I inform you, Minoru Yamasaki
I search the dictionary; your name
is not there.
A homograph, a sound-alike word about a Japanese admiral,
tells me who and what counts.
You, World Trade Center's architect,
creator and builder, you are not mentioned either in this day,
September 11, 2001, a journey of terror, mourning, fear.
The Towers! From an office window, I saw them every day:
Giant yardsticks of power and wealth,
Slim, elegant shafts, austere cubical obelisks,
glory of the new Pharaohs, anchor pillars of Wall Street,
For a few days every year, the sun descended in the middle of them, against a
backdrop of ochres, fire reds, gold.
If a meddler asked why I was idle, I'd respond,
"This counts, enjoy with me the splendor of the sunset."
From now on, alas! your lofty columns will not frame
motives for contemplation.
Soon, in a mutilated cityscape, their charred skeletons,
the distorted gothic arches that you fit in there,
as a defiant anachronism, will be demolished, trashed.

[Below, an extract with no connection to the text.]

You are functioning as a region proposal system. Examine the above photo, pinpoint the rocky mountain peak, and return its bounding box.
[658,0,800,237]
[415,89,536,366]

In a memorial park, a monument will tell
of the many hopes shipwrecked there,
of secretaries, janitors, errand boys,
of executives and advisers who knew of ventures,
merges, commodities, bonds.
People who didn't talk of disputed sacred lands,
of affronted nationalisms and symbols,
of assailed settlements or refugee camps!
Dedicated parents, husbands, creators, like you, in their fields. The rubric
of these times? The crime perpetrators, the avengers
will be enshrined, revered; theirs names,
written in a thousand books: Escalated retaliation,
"a hundred eyes for an eye, you'll pay no matter
how much each retribution cost us --or to the world!--"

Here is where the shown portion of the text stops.